Note: While authors are asked to place warnings on their stories for some moderated content, everyone has different thresholds, and it is your responsibility as a reader to avoid stories or stop reading if something bothers you. 

Moorpark Palms - 1. Chapter 1

Dirty Doug was sitting in his grey lump of a chair, watching football with the sound off, the headset from his huge, silent stereo looped around his neck, a cheap beer in one hand, and a bag of Ralphs’ Best Chips in the other. He might have been sitting that way for three weeks. He might have been dead. He was just as I’d left him when I’d flown east for Christmas.
He wore a grey sweatshirt – the color of the chair – missing sleeves and its chest logo through overuse or malice. His worn cut-offs ended in the same fray as the sweatshirt’s arms, and floppy rubber sandals hung off his hard-bitten toes. He trimmed his toenails with his teeth. I know. I’d watched.

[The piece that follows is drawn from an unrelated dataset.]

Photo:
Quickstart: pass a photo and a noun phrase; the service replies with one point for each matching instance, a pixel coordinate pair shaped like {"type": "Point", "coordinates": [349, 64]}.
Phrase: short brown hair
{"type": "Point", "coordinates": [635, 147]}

“Got to get out of here,” I thought.
But I’d promised him a year. He’d had two rotten roommates in four months: one stuck him with a bedroom full of furniture too gross even for Doug to sell; the other scammed checks and food stamps – all but stood at freeway ramps scraping for change. Before that, his roommate had lasted for nine years.
“Friend of yours?” I’d asked, while first being interviewed by Doug.
“Nah.”
“But you must’ve become friends. After all that time.”
His narrow shoulders kind of jerked up to his tiny ears, as though in self-defense. “I didn’t really know the guy,” he said. He was just someone who rented a room.”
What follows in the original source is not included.